芸舞妓さんの美の秘密……的な話ではなく、
お茶室の天井、建仁寺垣や庭の袖垣、町家の簾(すだれ)などに使われている
「竹」の仲間にとびきりの“べっぴんさん”がいるのをご存じですか?
竹工芸は京都が誇る伝統工芸のひとつ。府内には竹の産地が方々にありますが、工芸品だけでなく銘竹そのものも伝統工芸です。銘竹のひとつである「白竹(しらたけ)」、実はこれがすべすべ美肌のべっぴんさんです。
白竹は、まず伐採した竹を竹藪に数か月間寝かしておき、水分を飛ばすことから始まります。水分が飛んだら工房へ。じっくり火で炙りながら染み出る油分をふき取り天日干しをすれば、緑だった竹が徐々に色白な肌へと変化していきます。白竹ができるまで4か月を要するとのこと。人も竹も美肌は1日にしてならず、なのです。
べっぴんさんの白竹が使われている代表的なものといえば「犬矢来(いぬやらい)」でしょう。町家の軒先にある、あの緩やかなカーブを描いた垣根です。

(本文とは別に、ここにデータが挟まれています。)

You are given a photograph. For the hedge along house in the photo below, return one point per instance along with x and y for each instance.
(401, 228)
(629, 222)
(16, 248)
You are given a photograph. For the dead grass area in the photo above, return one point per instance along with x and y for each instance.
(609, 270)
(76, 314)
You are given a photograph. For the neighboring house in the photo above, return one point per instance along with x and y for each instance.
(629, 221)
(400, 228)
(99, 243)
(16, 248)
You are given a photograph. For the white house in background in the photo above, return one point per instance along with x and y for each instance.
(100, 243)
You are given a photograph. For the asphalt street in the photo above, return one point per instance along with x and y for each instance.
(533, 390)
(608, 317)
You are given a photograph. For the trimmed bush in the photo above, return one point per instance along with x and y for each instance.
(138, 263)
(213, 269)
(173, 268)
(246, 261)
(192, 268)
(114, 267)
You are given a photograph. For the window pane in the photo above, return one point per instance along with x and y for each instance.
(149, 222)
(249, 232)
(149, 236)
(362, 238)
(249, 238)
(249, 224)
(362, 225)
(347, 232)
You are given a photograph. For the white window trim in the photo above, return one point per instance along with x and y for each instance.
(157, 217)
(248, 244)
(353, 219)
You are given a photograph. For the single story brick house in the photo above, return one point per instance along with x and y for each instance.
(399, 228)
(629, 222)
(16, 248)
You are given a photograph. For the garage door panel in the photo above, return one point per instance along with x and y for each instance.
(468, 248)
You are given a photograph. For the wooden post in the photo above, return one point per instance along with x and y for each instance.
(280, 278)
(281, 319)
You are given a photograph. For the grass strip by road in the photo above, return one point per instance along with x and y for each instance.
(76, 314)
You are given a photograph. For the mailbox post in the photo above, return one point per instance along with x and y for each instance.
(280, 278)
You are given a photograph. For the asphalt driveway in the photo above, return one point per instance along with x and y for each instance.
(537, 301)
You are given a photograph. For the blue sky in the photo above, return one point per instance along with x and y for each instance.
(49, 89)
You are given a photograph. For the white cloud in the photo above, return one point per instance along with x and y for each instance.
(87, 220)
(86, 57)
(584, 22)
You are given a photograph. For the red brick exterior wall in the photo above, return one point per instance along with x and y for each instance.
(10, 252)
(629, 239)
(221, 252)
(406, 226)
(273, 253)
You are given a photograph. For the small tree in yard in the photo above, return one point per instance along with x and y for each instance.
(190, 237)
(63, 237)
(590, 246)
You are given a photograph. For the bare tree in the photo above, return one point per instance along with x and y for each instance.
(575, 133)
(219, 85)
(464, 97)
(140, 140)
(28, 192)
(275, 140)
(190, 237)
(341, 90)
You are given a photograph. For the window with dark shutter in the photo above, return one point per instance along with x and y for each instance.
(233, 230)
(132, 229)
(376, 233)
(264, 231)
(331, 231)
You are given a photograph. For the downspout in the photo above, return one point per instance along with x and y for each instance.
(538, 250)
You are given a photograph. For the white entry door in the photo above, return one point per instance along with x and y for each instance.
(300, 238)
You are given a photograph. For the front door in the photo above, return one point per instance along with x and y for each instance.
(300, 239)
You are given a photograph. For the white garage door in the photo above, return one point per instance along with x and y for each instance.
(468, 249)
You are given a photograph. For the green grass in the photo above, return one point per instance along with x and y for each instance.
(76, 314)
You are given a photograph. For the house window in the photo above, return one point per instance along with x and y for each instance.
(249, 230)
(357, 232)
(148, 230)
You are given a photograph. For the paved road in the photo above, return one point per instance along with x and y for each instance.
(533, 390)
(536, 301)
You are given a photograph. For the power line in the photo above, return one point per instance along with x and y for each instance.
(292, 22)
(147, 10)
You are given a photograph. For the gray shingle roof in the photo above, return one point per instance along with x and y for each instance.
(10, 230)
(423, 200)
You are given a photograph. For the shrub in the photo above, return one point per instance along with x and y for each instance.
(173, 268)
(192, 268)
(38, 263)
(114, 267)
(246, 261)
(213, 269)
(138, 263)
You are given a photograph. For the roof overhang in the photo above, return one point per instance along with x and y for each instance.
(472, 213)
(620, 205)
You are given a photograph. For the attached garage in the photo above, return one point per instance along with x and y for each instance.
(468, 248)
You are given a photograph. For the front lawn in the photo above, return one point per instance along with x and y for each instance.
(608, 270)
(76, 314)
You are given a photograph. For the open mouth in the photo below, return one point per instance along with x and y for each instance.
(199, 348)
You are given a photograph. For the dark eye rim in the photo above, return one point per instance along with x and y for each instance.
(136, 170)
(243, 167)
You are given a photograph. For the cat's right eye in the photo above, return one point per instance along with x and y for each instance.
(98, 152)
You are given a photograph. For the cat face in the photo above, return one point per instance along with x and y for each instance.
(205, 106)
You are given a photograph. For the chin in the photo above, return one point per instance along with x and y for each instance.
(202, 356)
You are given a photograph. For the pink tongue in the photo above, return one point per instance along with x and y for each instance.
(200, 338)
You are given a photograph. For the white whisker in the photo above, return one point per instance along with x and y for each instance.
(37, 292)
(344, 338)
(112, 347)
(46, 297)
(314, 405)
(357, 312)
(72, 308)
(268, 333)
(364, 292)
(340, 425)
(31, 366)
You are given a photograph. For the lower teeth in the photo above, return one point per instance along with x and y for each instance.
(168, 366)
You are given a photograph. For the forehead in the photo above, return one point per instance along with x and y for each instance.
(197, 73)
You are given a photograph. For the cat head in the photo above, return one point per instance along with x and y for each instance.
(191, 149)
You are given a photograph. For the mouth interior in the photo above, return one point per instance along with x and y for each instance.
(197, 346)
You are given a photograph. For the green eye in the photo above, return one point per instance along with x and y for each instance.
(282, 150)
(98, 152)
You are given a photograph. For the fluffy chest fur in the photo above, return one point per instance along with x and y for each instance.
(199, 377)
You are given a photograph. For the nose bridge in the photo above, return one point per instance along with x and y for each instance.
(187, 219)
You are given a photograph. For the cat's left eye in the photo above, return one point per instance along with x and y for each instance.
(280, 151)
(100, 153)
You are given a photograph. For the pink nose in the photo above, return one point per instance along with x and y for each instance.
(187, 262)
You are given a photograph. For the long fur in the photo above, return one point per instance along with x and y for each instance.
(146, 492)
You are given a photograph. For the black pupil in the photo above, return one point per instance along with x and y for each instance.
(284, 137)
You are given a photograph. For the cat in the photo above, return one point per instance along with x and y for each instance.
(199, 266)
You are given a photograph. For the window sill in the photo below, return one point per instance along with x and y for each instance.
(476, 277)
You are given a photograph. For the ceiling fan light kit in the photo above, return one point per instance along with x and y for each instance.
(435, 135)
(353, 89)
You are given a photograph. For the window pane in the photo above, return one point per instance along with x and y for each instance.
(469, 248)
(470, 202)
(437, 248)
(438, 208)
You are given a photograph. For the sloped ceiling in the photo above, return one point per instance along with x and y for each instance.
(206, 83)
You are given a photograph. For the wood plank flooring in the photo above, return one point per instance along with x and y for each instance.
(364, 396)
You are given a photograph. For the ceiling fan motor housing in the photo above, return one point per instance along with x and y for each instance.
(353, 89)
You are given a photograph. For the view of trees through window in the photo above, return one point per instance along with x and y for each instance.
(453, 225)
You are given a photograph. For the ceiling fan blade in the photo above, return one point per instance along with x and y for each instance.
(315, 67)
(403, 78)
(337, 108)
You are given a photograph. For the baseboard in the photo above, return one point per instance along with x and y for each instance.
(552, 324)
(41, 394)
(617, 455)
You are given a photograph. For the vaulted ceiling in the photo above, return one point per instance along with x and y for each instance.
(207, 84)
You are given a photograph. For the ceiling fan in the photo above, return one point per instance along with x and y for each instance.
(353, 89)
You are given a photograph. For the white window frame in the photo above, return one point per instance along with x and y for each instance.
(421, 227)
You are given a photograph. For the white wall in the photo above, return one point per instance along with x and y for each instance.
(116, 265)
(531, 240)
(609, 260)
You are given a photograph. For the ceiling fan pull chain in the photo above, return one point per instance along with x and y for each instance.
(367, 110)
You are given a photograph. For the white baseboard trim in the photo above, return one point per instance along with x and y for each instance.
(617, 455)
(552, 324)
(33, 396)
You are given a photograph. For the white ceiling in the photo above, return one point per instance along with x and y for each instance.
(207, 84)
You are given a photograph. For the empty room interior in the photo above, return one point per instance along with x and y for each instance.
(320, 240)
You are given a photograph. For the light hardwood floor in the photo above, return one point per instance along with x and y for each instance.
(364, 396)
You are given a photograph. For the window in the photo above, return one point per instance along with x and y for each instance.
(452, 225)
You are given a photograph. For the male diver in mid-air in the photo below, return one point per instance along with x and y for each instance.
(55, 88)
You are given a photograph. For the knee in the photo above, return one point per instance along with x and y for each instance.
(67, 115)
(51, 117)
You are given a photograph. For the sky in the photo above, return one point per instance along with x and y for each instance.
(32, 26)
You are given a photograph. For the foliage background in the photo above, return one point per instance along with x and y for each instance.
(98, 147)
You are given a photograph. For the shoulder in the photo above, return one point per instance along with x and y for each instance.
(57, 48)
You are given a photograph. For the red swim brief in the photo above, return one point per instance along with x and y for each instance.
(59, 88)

犬矢来は本来、外壁を汚れや傷から守る役割があり、京都らしい景観の一部。しかし狭い間口で幅をきかせるため、町家のお店さんたちは苦悩しているとか。そこで考えられたのが、空洞部分の有効活用です。
年間50台もの犬矢来を納めている横山竹材店さんのお話では、犬矢来に扉を付けて箒を収納したり、飲食店ならおしぼりの交換場所として業者さんが使用していたり、ガスメーターやエアコンの室外機が隠されていたりするとのこと。花見小路にある犬矢来を注意深く見てみると、たしかに取っ手のついた扉が随所にありました。扉を発見すると、京都の秘密を垣間見た気分になれますね。
犬矢来は10年に一度取り換えられます。そこに傷一つない白竹が選りすぐられて使われているとは、美を追求する京都らしいですね。